President-elect Raisi has been favored by Khamenei and has long been groomed to one day succeed him as Iran’s Supreme Leader. Many see his ascendancy to the presidency as another step on his way to Iran’s top job. Yet Iranians and rights groups have signaled alarm and pointed to Raisi’s alleged role in mass executions of political prisoners in 1988. As well as his involvement in the regime’s brutal crackdown of Iran’s Green Movement protests in 2009, for which he was sanctioned in 2019 by the U.S. Treasury Department on the charge of human rights violations.
The Biden administration has held its breath awaiting the results of the election in order to continue negotiations to return to the JCPOA (The Iran Nuclear deal). The Trump administration had previously pulled back from the agreement and took an increasingly aggressive stance toward Iran. Iran in turn began breaching the limits of the deal and enriching uranium past the amount agreed upon in the deal. Ayatollah Khamenei supports Iran returning to the nuclear deal and Raisi has assured voters he would work to ensure Iran’s return to relieve economic hardship.
Voter turnout in the Iranian election had reached a record low with only around 48% of the public taking part, down from 70% in 2017. We can attribute the significant drop in electoral participation to the fact that many Iranians see elections in the nation as staged events. The event is more of a selection than an election considering only pre-approved candidates may run. Couple this with the fact that they clearly saw these elections as tailored for Mr. Raisi to win, a small voter turnout was to be expected.
The deep tensions Iran has faced with the west has paved the way for the election results. Four years of being hit by U.S. sanctions and the assassination of Iran’s top general, Qasem Soleimani, pushed by the former U.S. administration has led to a pivot to the hard right. Raisi’s key priority will be an economy that has been suffering from rampant inflation and high unemployment. Raisi has stated his interest in returning to the JCOPA in order to provide economic relief.
In this sense Iran’s hardline stance in wanting to return to the deal will benefit the U.S. in the short term by providing an avenue for the Biden administration to achieve its set goal in the Vienna talks. However, beyond the deal it is unlikely there will be a softening of the very tense relations. President-elect Raisi has already stated he does not want to meet with President Biden and claimed the regime would look Eastward to China to help its economy recover from its deep crisis.
Recent events such as the seizure of 33 Iranian government affiliated sites and air strikes against what the U.S. claims were Iran backed militia facilities have only increased tensions. With Raisi in office right-wing hardliners will now be on all levers of power. With this in mind Iran under Ebrahim Raisi will likely become a more closed off society, with less press freedom, more likely to respond aggressively to the U.S., and more repressive towards the Iranian population.
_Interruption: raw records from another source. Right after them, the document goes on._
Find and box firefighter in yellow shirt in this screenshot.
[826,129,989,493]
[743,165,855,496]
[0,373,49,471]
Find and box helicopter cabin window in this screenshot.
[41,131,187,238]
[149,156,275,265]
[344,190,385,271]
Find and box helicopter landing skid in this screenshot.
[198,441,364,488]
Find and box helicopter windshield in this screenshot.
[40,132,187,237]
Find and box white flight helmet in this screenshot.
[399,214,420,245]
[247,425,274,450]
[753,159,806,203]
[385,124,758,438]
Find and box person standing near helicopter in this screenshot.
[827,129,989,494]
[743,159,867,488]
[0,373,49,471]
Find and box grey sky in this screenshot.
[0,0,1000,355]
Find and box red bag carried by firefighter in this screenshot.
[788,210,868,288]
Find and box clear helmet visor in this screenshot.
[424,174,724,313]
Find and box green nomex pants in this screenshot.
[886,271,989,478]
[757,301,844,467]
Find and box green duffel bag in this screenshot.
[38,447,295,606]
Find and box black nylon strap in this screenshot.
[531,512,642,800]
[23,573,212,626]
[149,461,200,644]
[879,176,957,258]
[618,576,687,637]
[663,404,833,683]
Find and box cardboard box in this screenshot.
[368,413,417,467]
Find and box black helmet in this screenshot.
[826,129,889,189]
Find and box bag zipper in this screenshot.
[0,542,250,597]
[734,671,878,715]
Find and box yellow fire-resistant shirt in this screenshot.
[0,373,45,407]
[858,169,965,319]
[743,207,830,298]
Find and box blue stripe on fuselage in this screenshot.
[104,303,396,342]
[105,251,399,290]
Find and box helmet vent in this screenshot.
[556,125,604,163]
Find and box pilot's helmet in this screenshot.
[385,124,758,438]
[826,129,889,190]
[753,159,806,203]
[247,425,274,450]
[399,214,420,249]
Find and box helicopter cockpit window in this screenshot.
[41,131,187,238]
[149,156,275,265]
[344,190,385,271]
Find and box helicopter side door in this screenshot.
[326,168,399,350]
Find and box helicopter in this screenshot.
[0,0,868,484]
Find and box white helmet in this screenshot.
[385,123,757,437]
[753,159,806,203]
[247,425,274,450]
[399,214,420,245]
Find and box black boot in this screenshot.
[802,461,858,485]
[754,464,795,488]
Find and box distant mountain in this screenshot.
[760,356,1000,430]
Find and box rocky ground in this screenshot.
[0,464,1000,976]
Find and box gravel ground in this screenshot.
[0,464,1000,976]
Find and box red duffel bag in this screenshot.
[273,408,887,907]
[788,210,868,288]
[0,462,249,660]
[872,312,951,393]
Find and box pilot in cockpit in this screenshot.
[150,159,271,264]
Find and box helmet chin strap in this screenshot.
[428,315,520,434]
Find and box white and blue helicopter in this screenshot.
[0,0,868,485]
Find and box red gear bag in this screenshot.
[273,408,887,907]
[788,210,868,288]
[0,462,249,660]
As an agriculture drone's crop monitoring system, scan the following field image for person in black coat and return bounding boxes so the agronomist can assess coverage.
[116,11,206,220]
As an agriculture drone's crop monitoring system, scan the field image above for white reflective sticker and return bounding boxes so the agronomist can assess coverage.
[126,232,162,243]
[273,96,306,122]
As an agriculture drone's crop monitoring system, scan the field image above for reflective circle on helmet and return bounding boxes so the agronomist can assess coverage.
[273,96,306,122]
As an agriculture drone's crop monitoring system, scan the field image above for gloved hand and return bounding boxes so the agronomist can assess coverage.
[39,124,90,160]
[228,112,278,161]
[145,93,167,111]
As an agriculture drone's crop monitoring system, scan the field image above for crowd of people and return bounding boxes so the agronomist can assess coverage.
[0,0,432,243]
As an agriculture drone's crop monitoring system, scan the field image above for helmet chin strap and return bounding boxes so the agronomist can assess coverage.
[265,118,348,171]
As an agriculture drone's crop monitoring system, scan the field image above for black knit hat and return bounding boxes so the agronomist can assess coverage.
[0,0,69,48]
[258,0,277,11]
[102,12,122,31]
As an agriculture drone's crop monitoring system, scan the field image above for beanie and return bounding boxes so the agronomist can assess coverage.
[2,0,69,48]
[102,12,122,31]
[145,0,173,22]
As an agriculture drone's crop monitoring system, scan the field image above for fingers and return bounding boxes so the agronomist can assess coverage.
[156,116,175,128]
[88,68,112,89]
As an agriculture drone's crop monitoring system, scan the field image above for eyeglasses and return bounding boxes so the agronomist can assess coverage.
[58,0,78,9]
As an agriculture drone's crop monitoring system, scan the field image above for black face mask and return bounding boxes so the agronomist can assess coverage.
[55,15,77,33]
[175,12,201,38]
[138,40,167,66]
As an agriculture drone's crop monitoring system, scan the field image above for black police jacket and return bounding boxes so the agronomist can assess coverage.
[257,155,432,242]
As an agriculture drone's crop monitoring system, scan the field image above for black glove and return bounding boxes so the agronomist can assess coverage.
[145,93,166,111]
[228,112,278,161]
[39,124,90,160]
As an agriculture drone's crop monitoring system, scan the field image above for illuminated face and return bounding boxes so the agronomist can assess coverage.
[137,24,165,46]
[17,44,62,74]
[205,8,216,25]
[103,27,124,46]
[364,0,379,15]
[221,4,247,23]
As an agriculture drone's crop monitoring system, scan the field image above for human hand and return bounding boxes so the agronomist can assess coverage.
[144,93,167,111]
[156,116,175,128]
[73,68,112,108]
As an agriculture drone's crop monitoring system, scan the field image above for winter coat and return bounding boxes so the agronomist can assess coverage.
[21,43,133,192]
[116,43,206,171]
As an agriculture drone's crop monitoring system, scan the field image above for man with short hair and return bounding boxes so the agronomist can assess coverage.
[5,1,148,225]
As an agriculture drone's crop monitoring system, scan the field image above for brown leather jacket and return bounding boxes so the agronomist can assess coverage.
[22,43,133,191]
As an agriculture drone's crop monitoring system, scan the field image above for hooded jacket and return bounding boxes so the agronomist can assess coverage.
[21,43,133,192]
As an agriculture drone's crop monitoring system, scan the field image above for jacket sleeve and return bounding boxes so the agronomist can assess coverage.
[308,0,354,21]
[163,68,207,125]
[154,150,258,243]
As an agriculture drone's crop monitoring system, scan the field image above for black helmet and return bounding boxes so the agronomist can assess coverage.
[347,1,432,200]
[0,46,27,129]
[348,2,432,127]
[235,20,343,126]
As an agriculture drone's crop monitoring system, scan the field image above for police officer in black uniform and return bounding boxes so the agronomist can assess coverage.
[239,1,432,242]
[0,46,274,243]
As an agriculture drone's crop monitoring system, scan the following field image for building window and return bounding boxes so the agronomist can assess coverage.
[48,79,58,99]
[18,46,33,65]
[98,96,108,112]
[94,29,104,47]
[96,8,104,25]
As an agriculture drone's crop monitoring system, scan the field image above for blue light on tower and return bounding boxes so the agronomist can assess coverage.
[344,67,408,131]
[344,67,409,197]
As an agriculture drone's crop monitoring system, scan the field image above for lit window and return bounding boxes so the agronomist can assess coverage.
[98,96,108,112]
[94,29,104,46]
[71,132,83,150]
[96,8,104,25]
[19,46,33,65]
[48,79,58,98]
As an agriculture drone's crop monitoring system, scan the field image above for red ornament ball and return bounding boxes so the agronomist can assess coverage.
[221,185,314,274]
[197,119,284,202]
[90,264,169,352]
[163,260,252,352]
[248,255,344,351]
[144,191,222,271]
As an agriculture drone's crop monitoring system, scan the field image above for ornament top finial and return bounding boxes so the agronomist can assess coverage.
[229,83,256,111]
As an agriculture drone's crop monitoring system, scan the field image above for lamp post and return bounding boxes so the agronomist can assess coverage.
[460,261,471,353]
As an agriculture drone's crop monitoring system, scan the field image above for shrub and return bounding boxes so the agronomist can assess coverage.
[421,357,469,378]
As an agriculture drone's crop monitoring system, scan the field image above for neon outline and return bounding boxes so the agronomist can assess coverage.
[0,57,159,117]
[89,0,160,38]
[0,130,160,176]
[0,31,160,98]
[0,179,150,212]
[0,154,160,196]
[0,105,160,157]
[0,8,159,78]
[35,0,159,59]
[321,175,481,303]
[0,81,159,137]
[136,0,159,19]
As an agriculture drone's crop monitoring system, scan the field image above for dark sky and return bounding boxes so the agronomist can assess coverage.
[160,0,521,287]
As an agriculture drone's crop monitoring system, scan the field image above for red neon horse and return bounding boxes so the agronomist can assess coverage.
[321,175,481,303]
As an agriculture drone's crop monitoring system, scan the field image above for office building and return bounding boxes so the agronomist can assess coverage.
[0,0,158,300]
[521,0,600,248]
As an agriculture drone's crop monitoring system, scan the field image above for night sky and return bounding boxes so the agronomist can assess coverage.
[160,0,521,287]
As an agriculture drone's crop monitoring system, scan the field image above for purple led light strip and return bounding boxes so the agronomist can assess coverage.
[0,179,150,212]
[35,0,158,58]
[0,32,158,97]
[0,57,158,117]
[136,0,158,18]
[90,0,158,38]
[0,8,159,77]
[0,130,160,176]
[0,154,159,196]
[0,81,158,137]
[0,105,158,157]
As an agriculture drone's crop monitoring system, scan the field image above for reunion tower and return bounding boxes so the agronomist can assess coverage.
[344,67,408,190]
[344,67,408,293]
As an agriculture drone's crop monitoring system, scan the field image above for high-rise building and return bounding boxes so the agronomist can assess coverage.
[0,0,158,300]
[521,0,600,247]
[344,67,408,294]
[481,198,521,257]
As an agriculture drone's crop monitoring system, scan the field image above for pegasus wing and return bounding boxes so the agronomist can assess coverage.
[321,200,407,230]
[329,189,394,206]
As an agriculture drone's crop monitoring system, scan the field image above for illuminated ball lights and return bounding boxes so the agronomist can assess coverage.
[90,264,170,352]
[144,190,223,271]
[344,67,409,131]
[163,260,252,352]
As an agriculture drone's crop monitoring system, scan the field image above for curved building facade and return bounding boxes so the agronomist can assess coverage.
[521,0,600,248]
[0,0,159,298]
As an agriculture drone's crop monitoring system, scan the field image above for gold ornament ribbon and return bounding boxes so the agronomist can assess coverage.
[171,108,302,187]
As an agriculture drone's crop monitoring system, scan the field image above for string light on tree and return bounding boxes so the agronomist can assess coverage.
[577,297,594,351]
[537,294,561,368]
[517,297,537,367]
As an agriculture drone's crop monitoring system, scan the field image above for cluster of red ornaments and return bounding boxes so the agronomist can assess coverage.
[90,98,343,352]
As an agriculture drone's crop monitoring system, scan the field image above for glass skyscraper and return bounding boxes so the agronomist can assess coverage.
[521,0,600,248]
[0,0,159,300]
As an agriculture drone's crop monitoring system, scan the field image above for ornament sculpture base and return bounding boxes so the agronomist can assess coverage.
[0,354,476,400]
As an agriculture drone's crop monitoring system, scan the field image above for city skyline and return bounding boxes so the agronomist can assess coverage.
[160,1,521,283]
U.S. Department of State: The United States Department of State (DOS), is an executive department of the U.S. federal government responsible for the nation’s foreign policy and international relations.
U.S. Department of Defense: The United States Department of Defense is an executive branch department of the federal government charged with coordinating and supervising all agencies and functions of the government directly related to national security and the armed forces.
Inter-Parliamentary Union: The IPU is the global organization of national parliaments. We promote democratic governance, institutions and values, working with parliaments and parliamentarians to articulate and respond to the needs and aspirations of the people. We work for peace, democracy, human rights, gender equality, youth empowerment and sustainable development through political dialogue, cooperation and parliamentary action.